A multifaceted, long-term study will combine animal breeding with advances in sensing and artificial intelligence (AI) technologies to help in the transition towards sustainable livestock production, according to project participant Hendrix Genetics.
"We have an urgent need to respond to consumers’ demands relating to animal welfare. To address this, the industry continues to transition to welfare-friendly systems, such as free-range egg farms and group housing for pigs. This change presents a challenge to understand and predict animal behavior in these relatively new environments. Advancement in vision, sensing and AI technologies offers a crucial opportunity to develop new methods to automatically detect and analyze animal behavior. Better understanding of social interactions between animals in social groups will result in reduced instances of harmful animal tendencies such as feather pecking in laying hens and tail biting in swine," said Katrijn Peeters, a research geneticist with Hendrix Genetics who wrote the announcement.
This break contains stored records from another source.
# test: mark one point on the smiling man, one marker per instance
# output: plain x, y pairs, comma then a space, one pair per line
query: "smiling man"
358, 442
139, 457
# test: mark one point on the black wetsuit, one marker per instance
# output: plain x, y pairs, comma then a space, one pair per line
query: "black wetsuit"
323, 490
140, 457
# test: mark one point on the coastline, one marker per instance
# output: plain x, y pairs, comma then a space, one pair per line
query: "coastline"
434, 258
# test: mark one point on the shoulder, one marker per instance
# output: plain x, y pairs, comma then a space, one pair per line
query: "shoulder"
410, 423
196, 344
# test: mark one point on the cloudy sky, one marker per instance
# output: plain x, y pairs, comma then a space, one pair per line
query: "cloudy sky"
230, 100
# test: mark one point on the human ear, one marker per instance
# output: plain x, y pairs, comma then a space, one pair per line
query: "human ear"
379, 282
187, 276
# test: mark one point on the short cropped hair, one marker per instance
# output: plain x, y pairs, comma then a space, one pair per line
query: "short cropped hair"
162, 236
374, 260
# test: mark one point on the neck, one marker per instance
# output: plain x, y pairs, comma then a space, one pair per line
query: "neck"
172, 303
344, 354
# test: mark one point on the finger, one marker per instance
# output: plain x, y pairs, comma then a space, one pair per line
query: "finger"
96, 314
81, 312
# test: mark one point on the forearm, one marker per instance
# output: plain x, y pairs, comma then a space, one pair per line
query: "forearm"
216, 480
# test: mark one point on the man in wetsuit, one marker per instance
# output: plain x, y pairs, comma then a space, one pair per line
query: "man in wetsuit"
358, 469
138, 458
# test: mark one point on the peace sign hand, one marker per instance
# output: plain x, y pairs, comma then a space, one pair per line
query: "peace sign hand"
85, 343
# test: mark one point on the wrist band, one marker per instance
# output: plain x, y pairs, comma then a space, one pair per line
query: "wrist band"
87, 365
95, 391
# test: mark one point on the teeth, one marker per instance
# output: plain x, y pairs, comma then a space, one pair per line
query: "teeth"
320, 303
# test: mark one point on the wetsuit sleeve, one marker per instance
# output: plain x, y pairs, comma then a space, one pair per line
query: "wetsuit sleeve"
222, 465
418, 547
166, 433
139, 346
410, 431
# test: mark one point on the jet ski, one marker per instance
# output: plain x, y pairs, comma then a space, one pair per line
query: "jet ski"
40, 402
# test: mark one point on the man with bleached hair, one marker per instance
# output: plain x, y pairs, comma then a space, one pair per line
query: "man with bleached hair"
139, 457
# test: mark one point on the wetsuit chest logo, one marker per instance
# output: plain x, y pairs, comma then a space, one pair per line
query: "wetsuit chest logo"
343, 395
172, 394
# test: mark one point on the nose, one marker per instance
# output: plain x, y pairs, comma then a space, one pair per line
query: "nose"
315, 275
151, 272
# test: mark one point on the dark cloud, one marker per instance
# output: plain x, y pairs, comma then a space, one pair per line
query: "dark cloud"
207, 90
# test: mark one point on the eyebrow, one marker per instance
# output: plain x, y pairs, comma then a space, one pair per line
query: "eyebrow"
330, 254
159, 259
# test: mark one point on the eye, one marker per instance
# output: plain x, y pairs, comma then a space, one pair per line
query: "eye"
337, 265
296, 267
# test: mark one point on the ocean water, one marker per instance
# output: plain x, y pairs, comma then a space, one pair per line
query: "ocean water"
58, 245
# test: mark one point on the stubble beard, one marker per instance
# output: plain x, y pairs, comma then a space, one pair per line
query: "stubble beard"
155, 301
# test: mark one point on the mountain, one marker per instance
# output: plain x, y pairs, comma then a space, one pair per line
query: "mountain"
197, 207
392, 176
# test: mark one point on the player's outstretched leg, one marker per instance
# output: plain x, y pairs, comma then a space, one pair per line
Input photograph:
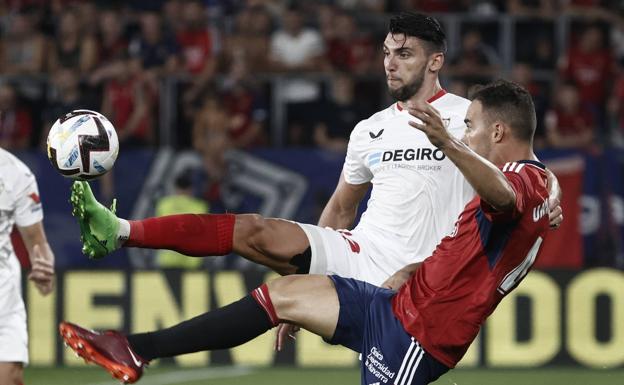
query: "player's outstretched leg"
309, 301
279, 244
99, 227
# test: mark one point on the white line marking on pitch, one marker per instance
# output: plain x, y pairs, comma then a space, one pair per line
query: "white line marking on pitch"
179, 376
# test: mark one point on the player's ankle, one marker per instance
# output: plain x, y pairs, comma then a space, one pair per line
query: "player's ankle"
123, 233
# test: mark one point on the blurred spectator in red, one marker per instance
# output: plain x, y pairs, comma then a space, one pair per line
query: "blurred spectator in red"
543, 56
615, 108
476, 61
87, 12
172, 16
570, 124
248, 116
70, 47
338, 116
196, 40
113, 43
128, 101
15, 122
349, 49
246, 108
248, 44
153, 47
211, 136
22, 47
590, 65
198, 48
65, 96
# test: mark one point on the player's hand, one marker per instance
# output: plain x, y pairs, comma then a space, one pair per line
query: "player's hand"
555, 216
395, 281
42, 273
285, 331
432, 124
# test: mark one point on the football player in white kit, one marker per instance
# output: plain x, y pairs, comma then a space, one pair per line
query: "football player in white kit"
416, 191
19, 205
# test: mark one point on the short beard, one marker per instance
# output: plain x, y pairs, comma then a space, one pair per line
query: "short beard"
404, 93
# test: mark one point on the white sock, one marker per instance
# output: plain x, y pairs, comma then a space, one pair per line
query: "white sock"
124, 231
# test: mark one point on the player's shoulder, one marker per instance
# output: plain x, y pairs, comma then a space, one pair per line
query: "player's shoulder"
452, 103
531, 172
376, 121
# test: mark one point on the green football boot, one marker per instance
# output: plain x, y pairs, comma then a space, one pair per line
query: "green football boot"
98, 225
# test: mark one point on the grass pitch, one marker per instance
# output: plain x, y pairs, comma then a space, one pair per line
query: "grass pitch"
322, 376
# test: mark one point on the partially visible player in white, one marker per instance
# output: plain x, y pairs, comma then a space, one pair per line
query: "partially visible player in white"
416, 191
20, 206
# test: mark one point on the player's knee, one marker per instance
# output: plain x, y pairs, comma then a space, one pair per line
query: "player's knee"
283, 296
251, 228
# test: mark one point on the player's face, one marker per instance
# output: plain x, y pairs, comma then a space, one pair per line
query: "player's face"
478, 130
405, 63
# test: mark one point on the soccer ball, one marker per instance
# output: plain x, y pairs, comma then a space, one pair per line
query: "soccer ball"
82, 144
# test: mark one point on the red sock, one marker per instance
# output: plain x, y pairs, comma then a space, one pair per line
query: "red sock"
190, 234
261, 295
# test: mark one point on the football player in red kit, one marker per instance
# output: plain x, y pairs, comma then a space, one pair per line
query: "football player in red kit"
418, 333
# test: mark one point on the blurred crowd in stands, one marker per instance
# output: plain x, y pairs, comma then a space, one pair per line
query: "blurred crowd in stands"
230, 64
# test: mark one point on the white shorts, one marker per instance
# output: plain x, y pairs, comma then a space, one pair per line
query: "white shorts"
13, 333
345, 253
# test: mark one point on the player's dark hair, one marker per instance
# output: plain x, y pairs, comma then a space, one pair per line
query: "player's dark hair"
511, 104
420, 26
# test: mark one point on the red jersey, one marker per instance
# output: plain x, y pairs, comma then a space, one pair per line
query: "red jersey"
196, 49
445, 302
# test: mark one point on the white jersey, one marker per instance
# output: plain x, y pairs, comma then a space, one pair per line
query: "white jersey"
19, 204
417, 191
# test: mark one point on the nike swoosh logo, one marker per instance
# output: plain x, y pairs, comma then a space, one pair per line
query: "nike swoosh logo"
136, 361
375, 136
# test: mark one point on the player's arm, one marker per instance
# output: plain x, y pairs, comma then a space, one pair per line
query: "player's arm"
396, 280
555, 216
41, 256
340, 211
488, 181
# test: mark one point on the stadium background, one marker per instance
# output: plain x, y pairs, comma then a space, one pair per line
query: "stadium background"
220, 96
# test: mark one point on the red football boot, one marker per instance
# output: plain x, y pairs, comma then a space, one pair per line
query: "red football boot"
109, 349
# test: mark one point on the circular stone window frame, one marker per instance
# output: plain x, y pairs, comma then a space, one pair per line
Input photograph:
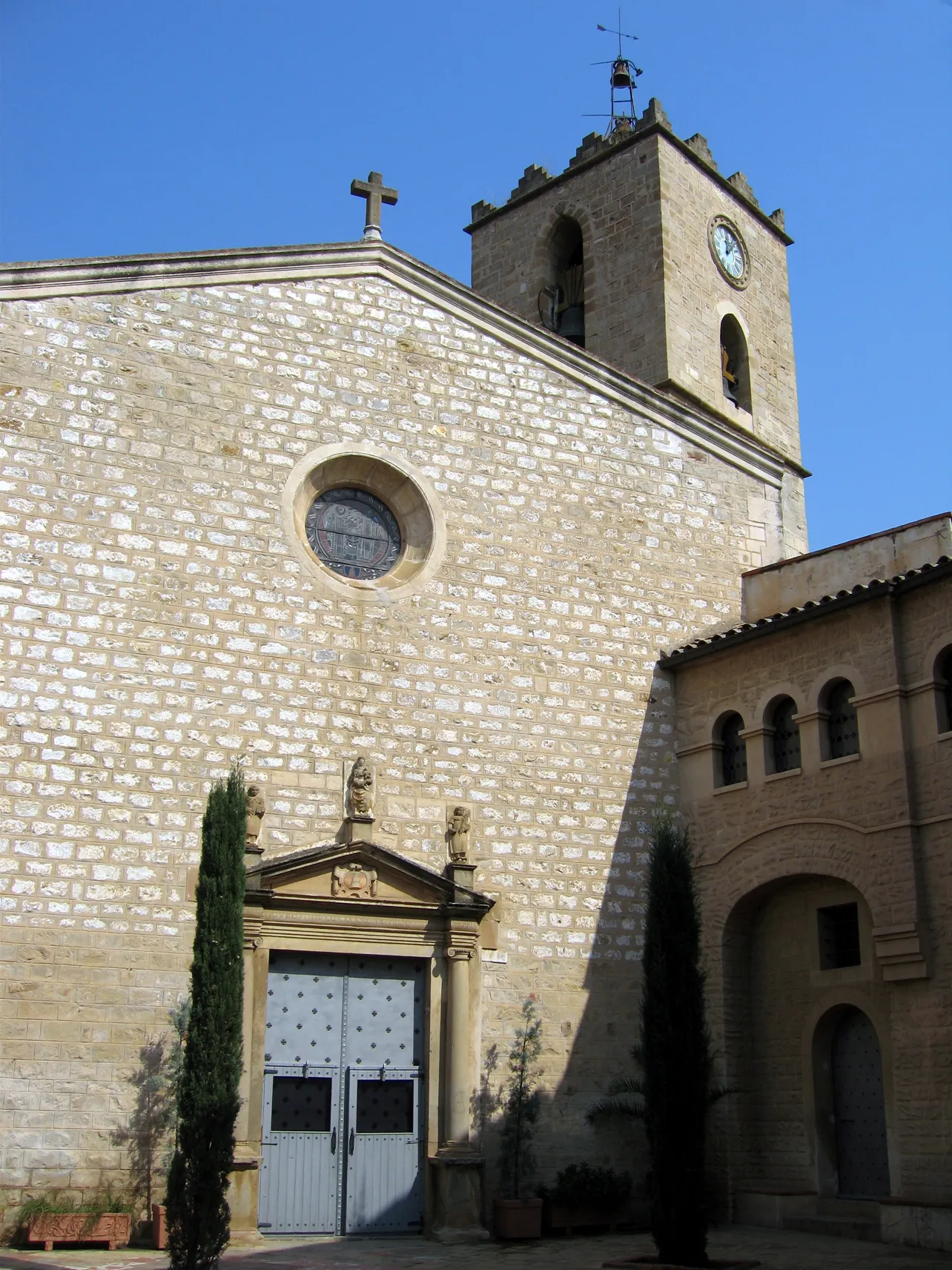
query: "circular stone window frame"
738, 283
397, 483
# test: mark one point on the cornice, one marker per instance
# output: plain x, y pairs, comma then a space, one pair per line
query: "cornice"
35, 281
617, 148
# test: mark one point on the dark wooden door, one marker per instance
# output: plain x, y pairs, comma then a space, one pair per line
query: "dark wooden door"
862, 1159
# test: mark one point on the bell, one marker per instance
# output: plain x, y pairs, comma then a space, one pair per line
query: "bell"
621, 75
572, 324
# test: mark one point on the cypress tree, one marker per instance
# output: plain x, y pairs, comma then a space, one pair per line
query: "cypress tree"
675, 1051
198, 1211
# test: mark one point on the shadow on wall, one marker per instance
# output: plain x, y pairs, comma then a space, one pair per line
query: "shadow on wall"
599, 1049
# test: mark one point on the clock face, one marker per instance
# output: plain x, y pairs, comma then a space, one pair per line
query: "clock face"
729, 252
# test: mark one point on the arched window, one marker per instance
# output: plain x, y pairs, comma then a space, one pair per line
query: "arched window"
786, 735
561, 302
736, 370
734, 751
842, 727
943, 690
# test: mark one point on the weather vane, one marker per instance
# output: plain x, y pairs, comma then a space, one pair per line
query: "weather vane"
624, 75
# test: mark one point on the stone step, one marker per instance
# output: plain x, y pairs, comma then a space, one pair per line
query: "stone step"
859, 1209
843, 1227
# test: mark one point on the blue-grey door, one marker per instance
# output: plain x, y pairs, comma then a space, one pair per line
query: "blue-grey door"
383, 1183
299, 1185
342, 1111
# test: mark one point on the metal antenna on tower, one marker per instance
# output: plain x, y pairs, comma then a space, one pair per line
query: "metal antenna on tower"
622, 78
To address these issues, Hendrix Genetics has joined the IMAGEN (AnIMAl Group SENsor) project. By combining sensing and AI technology with animal breeding and genetics, this project aims to improve the health and welfare of livestock and reduce the ecological footprint of food production.
IMAGEN combines a team of industry and academic specialists, including three universities (Eindhoven University of Technology, Wageningen University & Research and Utrecht University), three associations (The Dutch Farmers’ Assn., the Royal Netherlands Veterinary Assn. and the Dutch Society for the Protection of Animals) and six companies (Hendrix Genetics, Topigs-Norsvin, Vencomatic, Noldus IT, Sorama and FarmResult), the announcement said.
Hendrix Genetics will be closely involved in one of the sub-projects focused on behavioral interactions in laying hens, the company noted. The project will span five years and will have three main tasks:
1. Develop sensing and AI technologies for automated behavior detection in laying hens;
2. Conduct behavioral research of the emergence and spread of behaviors in laying hens, and
3. Prepare genetic modeling of the emergence and spread of behaviors in laying hens.
IMAGEN will result in a prototype hardware/software system for the automated detection of behaviors of laying hens and pigs kept in large groups, Peeters said.
"Building on the data generated by these technologies, we will develop mathematical models and data analysis methods to understand the behavior of groups of animals and identify the genetic and environmental factors determining the health, welfare and ecological footprint of livestock. It will allow us to breed for improved future generations of animals," she added.
The IMAGEN project also aligns with the SMART Turkey project, which focuses on the automated detection of individual health and behavior phenotypes in turkeys, according to the announcement.
"By working together with a range of experts and stakeholders in both projects, we are proud to be a part of this ambitious venture to maximize health and welfare of the animals in our care and throughout the industry," Peeters said.